(Adnkronos) – “Correvano gli anni ottanta del secolo scorso. Appena imbarcato sull’aereo che da Mosca lo riportava a Roma, all’indomani della sua visita a Gorbaciov, come prima cosa Ciriaco De Mita pensò bene di informarsi su quello che stava capitando nel suo partito e nel suo collegio elettorale. Un vezzo da prima repubblica, si dirà. E invece quell’attenzione al suo territorio era un tributo ad alcune regole eterne della vita politica.
Di ritorno dagli Stati Uniti il presidente Draghi dovrebbe forse dedicare la stessa attenzione al cortile di casa. Laddove il governo attraversa un certo numero di difficoltà e deve far fronte a un certo numero di conflitti. Il primo di questi conflitti è stato quello che s’è combattuto, appena pochi mesi fa, intorno al Quirinale. Con esiti forse non proprio brillanti per il capo del governo. Il secondo è per così dire endemico: la campagna elettorale, di fatto già in pieno spiegamento a meno di un anno dalla convocazione dei comizi. E il terzo, che vi è strettamente intrecciato, è la legge di bilancio, l’ultima che viene affidata a questo Parlamento.
Si aggiunga a tutto ciò il conflitto più estremo e drammatico: quello della guerra all’Ucraina. Che per un verso dovrebbe stabilizzare l’esecutivo e indurre semmai a non dare peso eccessivo alle controversie di casa. E per un altro verso invece finisce con l’accendere una controversia ancora più grave, con il riemergere dell’asse gialloverde e con la radicalizzazione del grillismo versione Conte. Obiezioni e mugugni che paradossalmente proprio l’enfasi posta da Draghi sulla solidarietà atlantica in questo frangente rischia di rendere ancora più insidiosi.
Questo insieme di difficoltà avrebbe indotto in altri tempi i leader di allora a sedersi intorno a un tavolo cercando per quanto possibile di limare e attenuare le loro divergenze. E avrebbe indotto i premier dell’epoca a loro volta a cercare di parlare più direttamente all’opinione pubblica. Senza eccessi plebiscitari ma anche senza le remore di una esagerata discrezione. Antiche consuetudini che potrebbero ora tornare utili all’attuale presidente del consiglio.
Si dirà che Draghi non è tipo né da troppi negoziati politici né da troppi discorsi pubblici. Ma il momento gli chiede ora qualcosa in più. E’ evidente infatti che andare in ordine sparso per mesi e mesi, fino all’ultimo giorno di legislatura espone il governo e il paese a un logoramento destinato a farsi via via più pericoloso.
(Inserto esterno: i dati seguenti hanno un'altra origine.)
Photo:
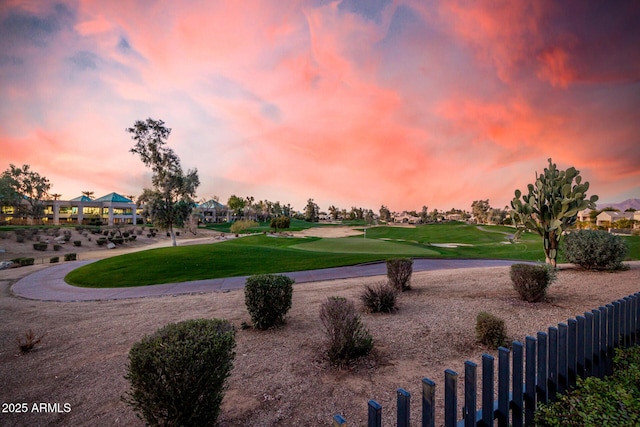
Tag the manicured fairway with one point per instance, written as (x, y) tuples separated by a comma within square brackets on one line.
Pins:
[(360, 245), (266, 254), (240, 257)]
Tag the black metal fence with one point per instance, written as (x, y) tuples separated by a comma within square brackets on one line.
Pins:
[(528, 374)]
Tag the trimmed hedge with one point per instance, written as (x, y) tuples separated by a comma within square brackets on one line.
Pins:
[(399, 271), (490, 330), (532, 281), (268, 298), (595, 250), (379, 298), (347, 336), (178, 375), (613, 401)]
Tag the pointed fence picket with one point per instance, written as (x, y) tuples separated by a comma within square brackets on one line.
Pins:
[(528, 374)]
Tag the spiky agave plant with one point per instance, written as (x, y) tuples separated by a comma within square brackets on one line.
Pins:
[(551, 206)]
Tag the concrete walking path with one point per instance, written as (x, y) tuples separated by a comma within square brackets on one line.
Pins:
[(49, 285)]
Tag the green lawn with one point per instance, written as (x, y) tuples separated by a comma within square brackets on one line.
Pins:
[(266, 254), (360, 245)]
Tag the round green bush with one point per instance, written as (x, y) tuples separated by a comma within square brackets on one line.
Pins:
[(379, 298), (595, 249), (399, 271), (178, 374), (268, 298), (531, 281), (490, 330), (347, 336)]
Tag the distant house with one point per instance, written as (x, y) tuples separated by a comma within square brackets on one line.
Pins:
[(405, 218), (584, 216), (213, 211), (110, 209), (606, 218)]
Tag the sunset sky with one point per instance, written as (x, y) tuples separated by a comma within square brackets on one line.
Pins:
[(352, 103)]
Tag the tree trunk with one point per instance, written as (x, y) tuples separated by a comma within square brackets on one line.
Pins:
[(173, 236), (551, 248)]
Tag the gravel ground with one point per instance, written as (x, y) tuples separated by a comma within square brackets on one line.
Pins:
[(280, 376)]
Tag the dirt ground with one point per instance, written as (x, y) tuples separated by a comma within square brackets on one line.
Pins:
[(280, 376)]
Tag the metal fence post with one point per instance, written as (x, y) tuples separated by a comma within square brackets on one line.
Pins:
[(530, 381), (450, 398), (571, 352), (404, 407), (562, 357), (470, 391), (541, 388), (428, 403), (517, 407), (375, 414), (596, 343), (487, 389), (552, 375), (504, 374), (588, 345)]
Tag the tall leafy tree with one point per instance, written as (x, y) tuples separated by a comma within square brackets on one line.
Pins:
[(551, 206), (170, 202), (22, 184), (311, 211), (236, 204), (385, 215), (481, 210)]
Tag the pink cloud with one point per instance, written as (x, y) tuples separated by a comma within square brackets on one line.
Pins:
[(438, 105)]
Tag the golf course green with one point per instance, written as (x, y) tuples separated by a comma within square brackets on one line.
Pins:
[(266, 253)]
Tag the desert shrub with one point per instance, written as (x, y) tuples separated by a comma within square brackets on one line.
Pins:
[(28, 341), (612, 401), (280, 222), (490, 330), (399, 272), (178, 375), (347, 336), (242, 225), (595, 249), (268, 298), (379, 298), (531, 281)]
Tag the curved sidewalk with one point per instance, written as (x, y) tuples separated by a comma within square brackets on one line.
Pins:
[(49, 284)]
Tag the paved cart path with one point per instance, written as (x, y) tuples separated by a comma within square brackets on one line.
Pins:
[(49, 285)]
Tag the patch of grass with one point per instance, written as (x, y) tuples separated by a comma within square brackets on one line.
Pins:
[(296, 225), (239, 257), (364, 246), (265, 254)]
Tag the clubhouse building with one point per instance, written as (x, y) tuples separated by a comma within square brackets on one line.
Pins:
[(110, 209)]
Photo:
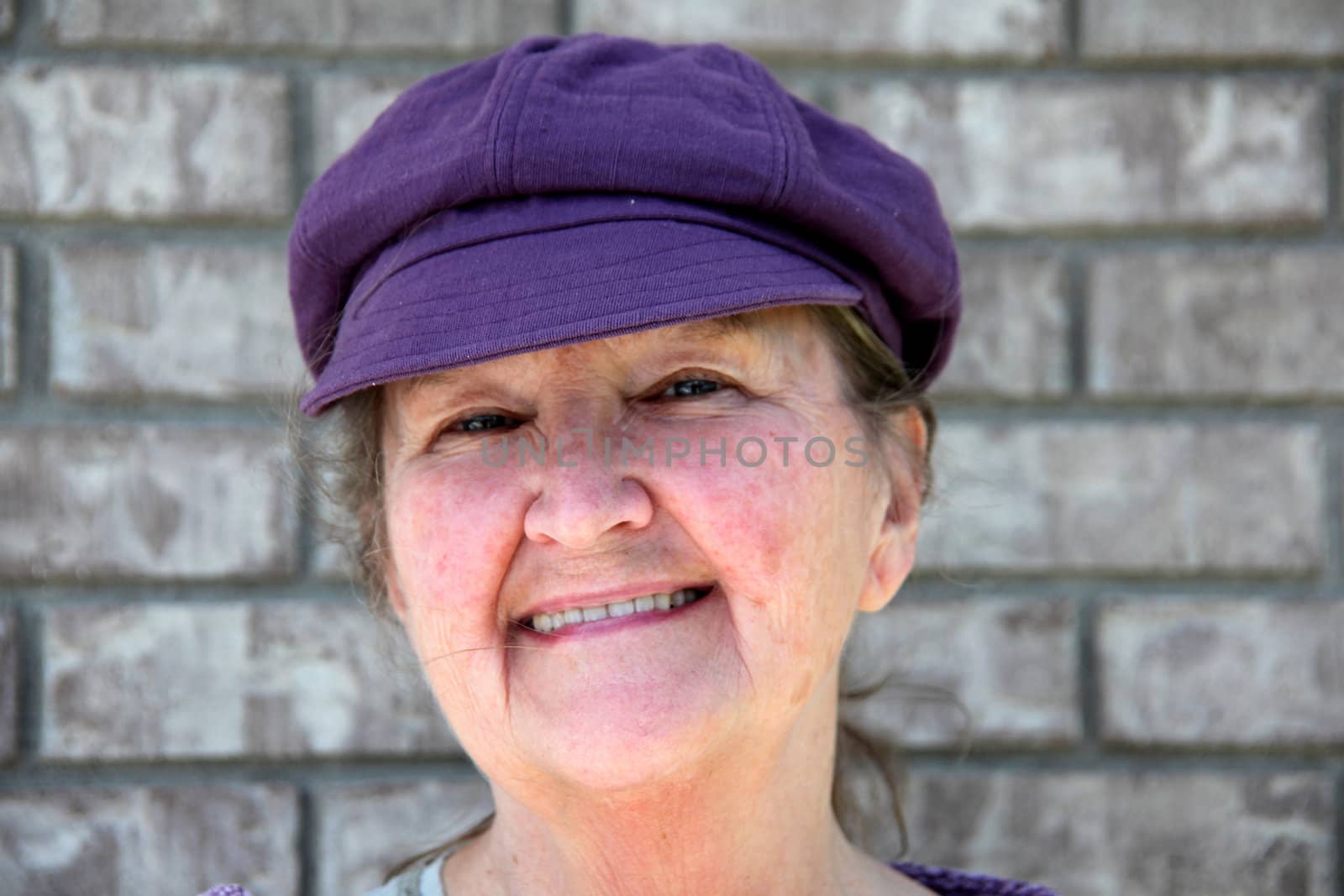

E per quanto i vertici di maggioranza possano sembrare come la celebrazione di riti ormai desueti, ci dovrà pur essere un attimo in cui i leader si radunano intorno a un tavolo e si parlano con un di più di reciproca sincerità.
Ma soprattutto è l’opinione pubblica che ha diritto a chiedere -e forse a pretendere- qualche lume in più. Infatti tra la pandemia, la guerra, la poca crescita e qualche nostro più antico e consueto difetto noi stiamo accumulando un debito pubblico che fa, letteralmente, impressione. Sarà pure, in parte, debito “buono”, come ebbe a dire proprio Draghi in veste di guru dell’economia. Ma tutto quel debito sarà destinato a pesare su intere generazioni se nel frattempo il volano dell’economia non riprenderà a girare a pieno, pienissimo regime. Cosa auspicabile ma non propriamente certissima.
Ora, questi temi appartengono al domani e perfino al dopodomani, e i partiti (da sempre, a dire il vero) ci girano intorno con una disinvoltura degna di miglior causa. Eppure dovrebbe essere proprio questo l’argomento principe della nostra disputa pubblica. E cioè, come ridurre quel debito, come gestirlo, come amministrarlo nel tempo. E se le forze politiche si tengono alla larga dalla questione, tanto più dovrebbe essere Draghi a spiegare come fare per non ipotecare il futuro delle generazioni che verranno. Sarebbe un buon modo per dare un senso più profondo alla sua azione di governo e per segnalare ai suoi riottosi sostenitori in Parlamento che il più competente di loro per una volta -una sola- è anche il più loquace.